The Hon. Morison Baynes leaped to his feet.

“You, damn you!” he shouted, whipping out his revolver and firing almost simultaneously with the Swede.

As the two reports rang out Malbihn dropped his rifle, clutched frantically at his breast, staggered, fell first to his knees and then lunged upon his face. Baynes stiffened. His head flew back spasmodically. For an instant he stood thus, and then crumpled very gently into the bottom of the boat.

The black paddler was at a loss as to what to do. If Malbihn really were dead he could continue on to join his fellows without fear; but should the Swede only be wounded he would be safer upon the far shore. Therefore he hesitated, holding the canoe in mid stream. He had come to have considerable respect for his new master and was not unmoved by his death. As he sat gazing at the crumpled body in the bow of the boat he saw it move. Very feebly the man essayed to turn over. He still lived. The black moved forward and lifted him to a sitting position. He was standing in front of him, his paddle in one hand, asking Baynes where he was hit when there was another shot from shore and the Negro pitched head-long overboard, his paddle still clutched in his dead fingers—shot through the forehead.
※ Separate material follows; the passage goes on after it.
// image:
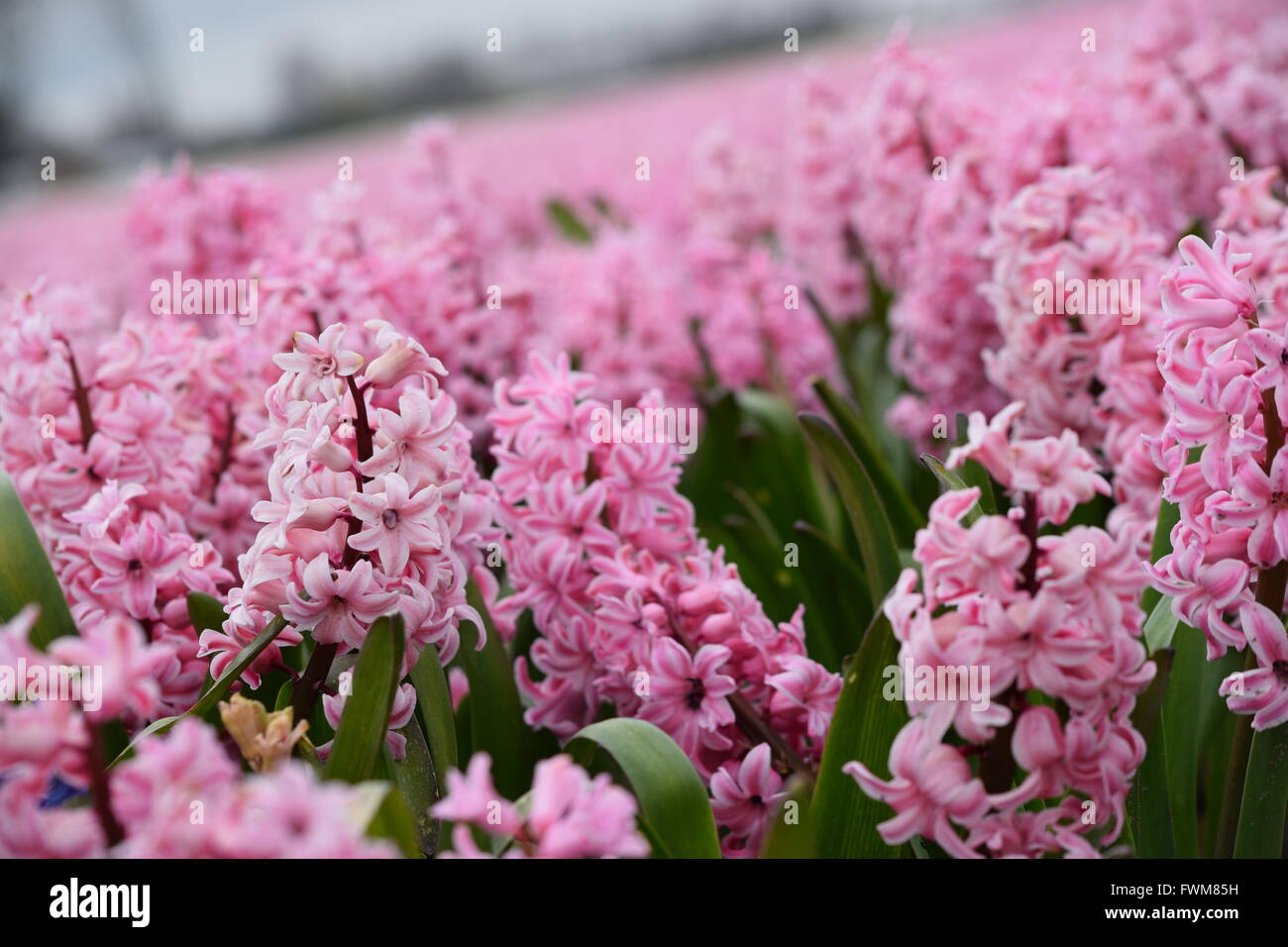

Baynes turned weakly in the direction of the shore to see Malbihn drawn up upon his elbows levelling his rifle at him. The Englishman slid to the bottom of the canoe as a bullet whizzed above him. Malbihn, sore hit, took longer in aiming, nor was his aim as sure as formerly. With difficulty Baynes turned himself over on his belly and grasping his revolver in his right hand drew himself up until he could look over the edge of the canoe.

Malbihn saw him instantly and fired; but Baynes did not flinch or duck. With painstaking care he aimed at the target upon the shore from which he now was drifting with the current. His finger closed upon the trigger—there was a flash and a report, and Malbihn’s giant frame jerked to the impact of another bullet.

But he was not yet dead. Again he aimed and fired, the bullet splintering the gunwale of the canoe close by Baynes’ face. Baynes fired again as his canoe drifted further down stream and Malbihn answered from the shore where he lay in a pool of his own blood. And thus, doggedly, the two wounded men continued to carry on their weird duel until the winding African river had carried the Hon. Morison Baynes out of sight around a wooded point.